Storing a large JSON file containing Textual information with mulitple keys in MongoDB

Hello Team,
I have a very large JSON file which i have to store in MongoDB. But when i tried to push that JSON file it threw me an “Document Too Large Error”.

After few research i found that GridFS helps us in storing a large JSON documents which are more than 16MB in Binary Format. But no where it’s given how to maintain the data in chunks with multiple fields in it. The data is stored in Binary Format everywhere without the multiple fields that is in the JSON file.

Please do help me understand how to store the below mentioned structure of the data in chunks using GridFS.

Tools Used: pymongo, Mongo version 6

Structure of data:
{ title : “Sample Title”,
data : [“text1”,“text2”,“text3”…],
link : “Sample href link” }

Thank You.

It is not clear

  1. if your large file is a single JSON document
    or
  2. if it is multiple documents that are not clearly delimited and all documents are bunch into a single array
    or
  3. if you are trying to push it into MongoDB the wrong way.

So share the command you are using.
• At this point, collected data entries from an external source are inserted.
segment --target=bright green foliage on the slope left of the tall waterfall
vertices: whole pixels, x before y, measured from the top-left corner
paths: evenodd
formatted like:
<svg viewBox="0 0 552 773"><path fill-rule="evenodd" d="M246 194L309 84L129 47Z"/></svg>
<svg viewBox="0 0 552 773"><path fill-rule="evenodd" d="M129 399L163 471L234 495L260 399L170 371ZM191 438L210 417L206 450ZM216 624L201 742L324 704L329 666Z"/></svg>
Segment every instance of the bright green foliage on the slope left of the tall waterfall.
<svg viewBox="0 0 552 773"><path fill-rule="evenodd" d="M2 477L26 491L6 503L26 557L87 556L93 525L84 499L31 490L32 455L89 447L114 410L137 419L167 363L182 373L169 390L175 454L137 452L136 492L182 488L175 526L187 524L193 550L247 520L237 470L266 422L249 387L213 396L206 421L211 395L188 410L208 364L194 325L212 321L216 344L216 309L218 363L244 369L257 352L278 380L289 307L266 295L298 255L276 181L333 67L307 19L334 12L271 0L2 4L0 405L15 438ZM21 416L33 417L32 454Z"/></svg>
The text version of the command is nice to have so that we can cut-n-paste and a screenshot of the environment where you run the command is also pertinent as the context might reveal a few issues.

You shared the structure of the data but it is not clear how many things have the field title. Is there only 1 title in the whole file? Sharing the document by providing a link to it might help us help you.

If you have JSON, using GridFS will definitively be the last and worst solution. You won’t be able to use normale queries, you won’t be able to use aggregation.

Hello Steeve,
I have multiple JSON documents which have multiple fields in it. The JSON document has many dictionaries in it with the multiple fields Currently I’m pushing the data using bulk_write() command.

requesting = []
requesting.append(data[i])     -> where data[i] is a dictionary
result = mycollection.bulk_write(requesting)  

The structure of each dictionary is as given above. The JSON file has this multiple dictionaries.